Umesh Ghoshdastider1, Shimin Jiang1, David Popp1 and Robert C. Robinson1,2
1 Institute of Molecular and Cell Biology, A*STAR (Agency for Science, Technology and Research), Biopolis, Singapore 138673.
2 Department of Biochemistry, Yong Loo Lin School of Medicine, National University of Singapore, Singapore 117597.
Published online in PNAS, on 15th July, 2015
One paradox of evolution is the actin filament, which is an obligate right-handed double-stranded helical filament in eukaryotes, yet forms diverse architectures in prokaryotes (1) (Fig. 1). Uncovering the origin of this asymmetrical distribution in filament morphologies is fundamental to understanding the emergence of the domains of cellular life. The variation in actin amino acid sequences magnifies the diversity in filament structures (Fig. 1). Eukaryotic actins are far more highly related than their parent genomes, whereas prokaryotic actins, particularly plasmid-based actins, are uncommonly diverged and are often difficult to identify from sequence-based homology searches (Fig. 1). Despite this variance, two features are preserved between prokaryotic and eukaryotic actins. The first common feature is the ATP-binding site, which operates as an ATP-hydrolysis and phosphate-release controlled conformational switch that is activated by polymerization. The ATP switch acts as a timing mechanism to coordinate depolymerization, conferring on actins the ability to dynamically polymerize and subsequently depolymerize. The second feature is the conservation of in-strand protomer contacts, in particular the association between subdomains 3 and 4, which have been observed in all filament structures determined to date. In contrast, association between strands involves different surfaces of the protofilaments to generate the diversity in multi-strand filament architectures. This maintenance of contacts within a strand suggests that the primordial actin filament was single stranded. In PNAS, Braun et al. (2) determine the structure of the crenactin filament from the Archaea Pyrobaculum calidifontis. Crenactin forms a single-stranded filament and thus is a candidate present-day record of the lost ancestor of eukaryotic actin.

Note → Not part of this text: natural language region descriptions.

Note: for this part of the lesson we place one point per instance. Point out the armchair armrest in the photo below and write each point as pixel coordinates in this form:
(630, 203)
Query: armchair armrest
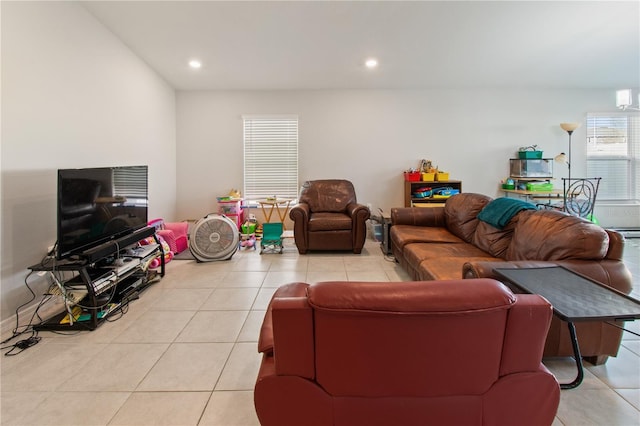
(359, 211)
(433, 216)
(299, 212)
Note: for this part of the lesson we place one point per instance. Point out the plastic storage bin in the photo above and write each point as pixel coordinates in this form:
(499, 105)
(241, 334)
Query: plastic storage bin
(412, 176)
(526, 155)
(531, 168)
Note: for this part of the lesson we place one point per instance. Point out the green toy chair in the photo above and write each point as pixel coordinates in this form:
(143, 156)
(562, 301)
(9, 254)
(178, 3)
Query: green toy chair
(271, 237)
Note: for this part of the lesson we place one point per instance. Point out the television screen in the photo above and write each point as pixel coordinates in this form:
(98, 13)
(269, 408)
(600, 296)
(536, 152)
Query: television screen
(98, 205)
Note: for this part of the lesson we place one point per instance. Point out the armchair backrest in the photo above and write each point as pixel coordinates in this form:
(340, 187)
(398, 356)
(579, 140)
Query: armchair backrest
(328, 195)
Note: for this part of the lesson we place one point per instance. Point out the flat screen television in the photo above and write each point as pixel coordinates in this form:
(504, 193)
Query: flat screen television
(99, 205)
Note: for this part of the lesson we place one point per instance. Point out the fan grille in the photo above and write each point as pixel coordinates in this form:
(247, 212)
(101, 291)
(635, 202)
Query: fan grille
(214, 237)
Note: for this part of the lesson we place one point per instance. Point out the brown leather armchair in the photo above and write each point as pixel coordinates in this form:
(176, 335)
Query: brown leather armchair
(328, 217)
(460, 352)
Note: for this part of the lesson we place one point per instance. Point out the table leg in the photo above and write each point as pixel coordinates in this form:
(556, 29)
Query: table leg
(283, 215)
(576, 353)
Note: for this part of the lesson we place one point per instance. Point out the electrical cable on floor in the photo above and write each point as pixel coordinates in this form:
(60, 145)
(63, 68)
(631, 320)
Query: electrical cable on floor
(23, 344)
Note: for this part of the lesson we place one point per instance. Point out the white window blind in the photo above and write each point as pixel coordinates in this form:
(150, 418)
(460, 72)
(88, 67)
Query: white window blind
(130, 182)
(270, 157)
(613, 153)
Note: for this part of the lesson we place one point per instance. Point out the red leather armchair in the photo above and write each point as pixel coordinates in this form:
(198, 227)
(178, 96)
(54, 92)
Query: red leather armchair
(328, 217)
(461, 352)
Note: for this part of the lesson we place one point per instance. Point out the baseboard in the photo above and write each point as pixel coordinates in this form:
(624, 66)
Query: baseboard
(628, 232)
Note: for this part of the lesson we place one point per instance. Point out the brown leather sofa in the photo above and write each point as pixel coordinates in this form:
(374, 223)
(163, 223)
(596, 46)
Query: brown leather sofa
(450, 242)
(464, 352)
(328, 217)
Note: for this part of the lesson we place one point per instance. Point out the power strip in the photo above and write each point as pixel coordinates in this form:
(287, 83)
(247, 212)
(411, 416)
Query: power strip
(72, 296)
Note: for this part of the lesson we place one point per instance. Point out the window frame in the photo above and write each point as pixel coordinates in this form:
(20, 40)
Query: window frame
(275, 136)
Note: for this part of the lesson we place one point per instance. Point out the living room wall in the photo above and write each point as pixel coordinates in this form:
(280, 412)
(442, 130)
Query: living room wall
(72, 96)
(371, 136)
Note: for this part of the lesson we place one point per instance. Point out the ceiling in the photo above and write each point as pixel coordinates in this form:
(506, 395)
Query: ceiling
(267, 45)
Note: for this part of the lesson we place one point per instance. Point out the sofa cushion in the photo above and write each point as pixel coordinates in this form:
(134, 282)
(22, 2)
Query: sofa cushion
(447, 268)
(554, 235)
(496, 241)
(461, 213)
(401, 235)
(415, 253)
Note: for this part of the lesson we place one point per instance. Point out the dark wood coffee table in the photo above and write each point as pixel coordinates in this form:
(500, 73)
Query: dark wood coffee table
(574, 298)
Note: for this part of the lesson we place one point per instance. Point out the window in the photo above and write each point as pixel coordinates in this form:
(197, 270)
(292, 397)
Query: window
(270, 157)
(131, 183)
(613, 153)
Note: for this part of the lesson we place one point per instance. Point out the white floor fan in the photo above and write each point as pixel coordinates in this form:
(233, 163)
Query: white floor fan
(214, 237)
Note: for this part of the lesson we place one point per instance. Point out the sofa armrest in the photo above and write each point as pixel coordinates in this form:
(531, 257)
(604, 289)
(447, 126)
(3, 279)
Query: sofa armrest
(527, 326)
(432, 216)
(293, 342)
(616, 245)
(265, 340)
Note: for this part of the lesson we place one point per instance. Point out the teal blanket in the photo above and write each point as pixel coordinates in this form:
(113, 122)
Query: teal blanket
(500, 211)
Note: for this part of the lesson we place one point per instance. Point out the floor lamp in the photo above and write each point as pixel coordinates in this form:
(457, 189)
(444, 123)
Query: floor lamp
(569, 128)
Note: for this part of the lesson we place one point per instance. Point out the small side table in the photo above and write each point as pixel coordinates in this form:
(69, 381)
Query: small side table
(281, 205)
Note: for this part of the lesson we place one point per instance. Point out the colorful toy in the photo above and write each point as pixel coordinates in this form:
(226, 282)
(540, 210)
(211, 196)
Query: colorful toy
(168, 254)
(248, 241)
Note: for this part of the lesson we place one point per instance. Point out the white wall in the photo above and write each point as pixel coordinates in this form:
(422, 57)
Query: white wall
(72, 96)
(371, 136)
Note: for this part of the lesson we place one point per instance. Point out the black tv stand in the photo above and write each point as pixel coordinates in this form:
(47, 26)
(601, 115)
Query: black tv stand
(100, 286)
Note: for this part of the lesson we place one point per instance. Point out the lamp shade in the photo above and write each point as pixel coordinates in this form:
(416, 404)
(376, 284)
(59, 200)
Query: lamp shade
(569, 127)
(561, 158)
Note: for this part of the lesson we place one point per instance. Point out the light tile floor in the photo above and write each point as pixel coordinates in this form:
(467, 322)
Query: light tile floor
(185, 352)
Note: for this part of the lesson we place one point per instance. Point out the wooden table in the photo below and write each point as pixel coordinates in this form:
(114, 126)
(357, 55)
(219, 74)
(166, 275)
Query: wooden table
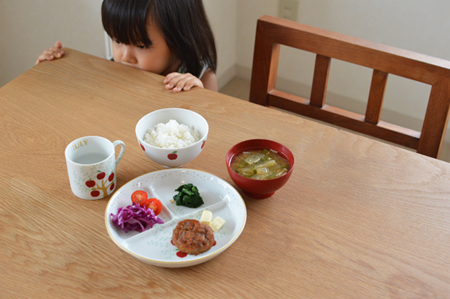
(357, 219)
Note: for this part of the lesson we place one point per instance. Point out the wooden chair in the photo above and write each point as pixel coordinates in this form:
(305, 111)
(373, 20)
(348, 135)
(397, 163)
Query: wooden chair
(272, 32)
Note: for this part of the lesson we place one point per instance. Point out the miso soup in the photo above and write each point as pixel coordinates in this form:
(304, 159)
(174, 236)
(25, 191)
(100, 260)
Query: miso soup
(260, 164)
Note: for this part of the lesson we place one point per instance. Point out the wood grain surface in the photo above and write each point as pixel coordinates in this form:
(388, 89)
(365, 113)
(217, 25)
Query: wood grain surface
(357, 219)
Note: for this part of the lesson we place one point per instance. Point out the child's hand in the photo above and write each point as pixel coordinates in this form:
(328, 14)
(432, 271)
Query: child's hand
(52, 53)
(178, 82)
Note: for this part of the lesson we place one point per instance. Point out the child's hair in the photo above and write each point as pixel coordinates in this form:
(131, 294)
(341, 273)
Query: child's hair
(183, 24)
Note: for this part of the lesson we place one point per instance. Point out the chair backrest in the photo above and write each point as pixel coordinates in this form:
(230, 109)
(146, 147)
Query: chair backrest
(272, 32)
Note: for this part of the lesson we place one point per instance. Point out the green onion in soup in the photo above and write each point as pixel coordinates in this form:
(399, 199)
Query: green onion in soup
(260, 164)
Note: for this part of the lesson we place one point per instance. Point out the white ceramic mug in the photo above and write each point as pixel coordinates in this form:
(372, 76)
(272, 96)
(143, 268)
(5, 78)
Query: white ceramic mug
(91, 165)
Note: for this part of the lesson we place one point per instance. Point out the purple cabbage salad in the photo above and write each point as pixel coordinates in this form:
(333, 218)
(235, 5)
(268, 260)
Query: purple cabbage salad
(135, 217)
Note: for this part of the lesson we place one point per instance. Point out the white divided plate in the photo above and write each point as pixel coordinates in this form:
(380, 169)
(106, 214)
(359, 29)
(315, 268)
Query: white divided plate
(154, 245)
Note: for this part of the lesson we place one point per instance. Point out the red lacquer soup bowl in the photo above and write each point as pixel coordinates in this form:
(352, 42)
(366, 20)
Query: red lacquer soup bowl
(259, 189)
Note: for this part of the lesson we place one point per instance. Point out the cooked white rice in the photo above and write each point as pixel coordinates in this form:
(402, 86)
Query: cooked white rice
(171, 135)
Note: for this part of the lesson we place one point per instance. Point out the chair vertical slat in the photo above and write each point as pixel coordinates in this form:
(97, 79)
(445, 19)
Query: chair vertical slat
(376, 96)
(265, 67)
(320, 81)
(436, 120)
(272, 32)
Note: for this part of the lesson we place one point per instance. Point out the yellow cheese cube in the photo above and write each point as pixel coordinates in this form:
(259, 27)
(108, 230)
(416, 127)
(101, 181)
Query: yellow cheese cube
(206, 217)
(217, 224)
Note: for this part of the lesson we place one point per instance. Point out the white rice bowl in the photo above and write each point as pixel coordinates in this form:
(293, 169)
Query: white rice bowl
(171, 135)
(169, 144)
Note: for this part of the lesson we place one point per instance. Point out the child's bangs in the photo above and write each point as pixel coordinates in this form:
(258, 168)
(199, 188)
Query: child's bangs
(125, 21)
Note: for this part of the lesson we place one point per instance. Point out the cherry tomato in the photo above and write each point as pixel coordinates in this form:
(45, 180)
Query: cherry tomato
(154, 204)
(139, 197)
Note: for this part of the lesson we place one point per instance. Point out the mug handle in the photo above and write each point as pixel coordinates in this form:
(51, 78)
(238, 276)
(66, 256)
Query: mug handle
(122, 149)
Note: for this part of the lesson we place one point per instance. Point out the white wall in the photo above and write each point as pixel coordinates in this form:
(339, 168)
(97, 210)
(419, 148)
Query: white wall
(27, 27)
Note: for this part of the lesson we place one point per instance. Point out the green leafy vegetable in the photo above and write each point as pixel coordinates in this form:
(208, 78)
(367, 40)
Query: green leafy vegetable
(188, 196)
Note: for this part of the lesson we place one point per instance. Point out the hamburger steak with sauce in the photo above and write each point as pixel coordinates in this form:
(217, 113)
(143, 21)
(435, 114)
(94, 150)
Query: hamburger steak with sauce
(193, 237)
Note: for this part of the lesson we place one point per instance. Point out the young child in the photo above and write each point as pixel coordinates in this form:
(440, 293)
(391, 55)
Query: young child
(171, 38)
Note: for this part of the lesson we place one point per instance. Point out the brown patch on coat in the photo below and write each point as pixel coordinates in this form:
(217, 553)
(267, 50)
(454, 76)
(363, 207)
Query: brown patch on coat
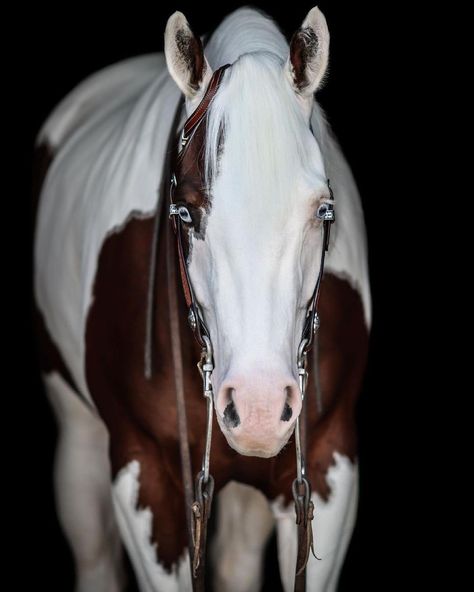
(141, 414)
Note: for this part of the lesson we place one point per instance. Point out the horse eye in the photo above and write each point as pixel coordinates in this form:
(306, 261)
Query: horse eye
(322, 211)
(184, 214)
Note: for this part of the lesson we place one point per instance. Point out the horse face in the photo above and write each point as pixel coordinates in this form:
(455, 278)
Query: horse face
(253, 182)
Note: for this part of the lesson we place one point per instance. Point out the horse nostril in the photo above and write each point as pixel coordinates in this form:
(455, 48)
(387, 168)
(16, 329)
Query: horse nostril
(287, 413)
(287, 409)
(231, 417)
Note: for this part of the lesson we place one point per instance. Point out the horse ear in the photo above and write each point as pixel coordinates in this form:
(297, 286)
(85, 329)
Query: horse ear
(309, 53)
(185, 57)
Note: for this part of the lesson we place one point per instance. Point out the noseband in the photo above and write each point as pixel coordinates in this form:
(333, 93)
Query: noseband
(198, 504)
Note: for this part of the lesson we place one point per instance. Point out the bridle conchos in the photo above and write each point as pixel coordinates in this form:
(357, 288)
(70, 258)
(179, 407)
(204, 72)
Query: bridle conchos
(200, 505)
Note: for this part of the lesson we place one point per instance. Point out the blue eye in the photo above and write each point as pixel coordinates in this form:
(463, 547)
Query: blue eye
(184, 214)
(325, 212)
(322, 211)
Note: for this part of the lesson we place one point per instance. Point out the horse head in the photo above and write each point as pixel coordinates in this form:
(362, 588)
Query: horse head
(250, 187)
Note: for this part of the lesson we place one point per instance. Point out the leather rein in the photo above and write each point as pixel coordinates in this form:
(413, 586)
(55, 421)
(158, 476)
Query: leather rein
(198, 495)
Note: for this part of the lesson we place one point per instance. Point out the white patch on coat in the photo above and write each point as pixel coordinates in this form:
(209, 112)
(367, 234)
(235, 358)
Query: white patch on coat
(332, 528)
(110, 135)
(136, 529)
(82, 488)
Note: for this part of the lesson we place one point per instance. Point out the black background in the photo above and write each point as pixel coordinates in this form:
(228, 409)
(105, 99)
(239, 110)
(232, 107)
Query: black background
(366, 99)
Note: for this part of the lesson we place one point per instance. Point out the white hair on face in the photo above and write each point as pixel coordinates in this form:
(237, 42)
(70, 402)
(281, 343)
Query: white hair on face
(265, 148)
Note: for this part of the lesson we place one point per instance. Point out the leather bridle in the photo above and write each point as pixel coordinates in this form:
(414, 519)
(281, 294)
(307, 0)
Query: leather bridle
(199, 498)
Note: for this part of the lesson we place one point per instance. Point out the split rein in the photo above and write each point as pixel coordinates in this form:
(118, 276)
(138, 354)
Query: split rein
(198, 496)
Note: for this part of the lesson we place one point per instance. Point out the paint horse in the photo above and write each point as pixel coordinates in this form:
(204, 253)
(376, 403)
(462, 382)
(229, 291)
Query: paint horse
(250, 190)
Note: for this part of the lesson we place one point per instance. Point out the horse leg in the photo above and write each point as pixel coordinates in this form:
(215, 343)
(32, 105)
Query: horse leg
(244, 524)
(82, 488)
(333, 523)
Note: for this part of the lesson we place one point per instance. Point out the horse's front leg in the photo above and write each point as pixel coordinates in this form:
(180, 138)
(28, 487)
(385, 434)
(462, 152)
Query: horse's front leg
(244, 523)
(150, 516)
(333, 523)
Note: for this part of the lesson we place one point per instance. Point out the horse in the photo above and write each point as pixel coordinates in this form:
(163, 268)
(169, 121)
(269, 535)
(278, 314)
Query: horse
(249, 194)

1 Gunning PW, Ghoshdastider U, Whitaker S, Popp D, Robinson RC (2015) The evolution of compositionally and functionally distinct actin filaments. J Cell Sci 128(11):2009-2019.
2 Braun T, Orlova A, Valegård K, Ann-Christin Lindås A-C, Schröder GF, Egelman EH (2015). Archaeal actin from a hyperthermophile forms a single-stranded filament. PNAS published ahead of print June 29, 2015,
Fig. 1 Relatedness of actins. The structures of actin protofilaments are shown below a maximum-likelihood phylogenetic tree of the actin protein sequences. The structures are aligned via the central protomer, which is shown as a ribbon (slate blue) with the nucleotide in (red). The subdomains are numbered for actin. Subsequent protomers are shown as surfaces (alternating between fawn and slate blue). For dynactin, Arp1 is in slate blue or fawn, actin is in black, and Arp11 is in red. The number of protofilaments that comprise each filament is indicated in blue. BLAST protein sequence similarities to human skeletal actin are given in red. BLAST searches with the human skeletal actin sequence align less than half of each prokaryotic actin sequence.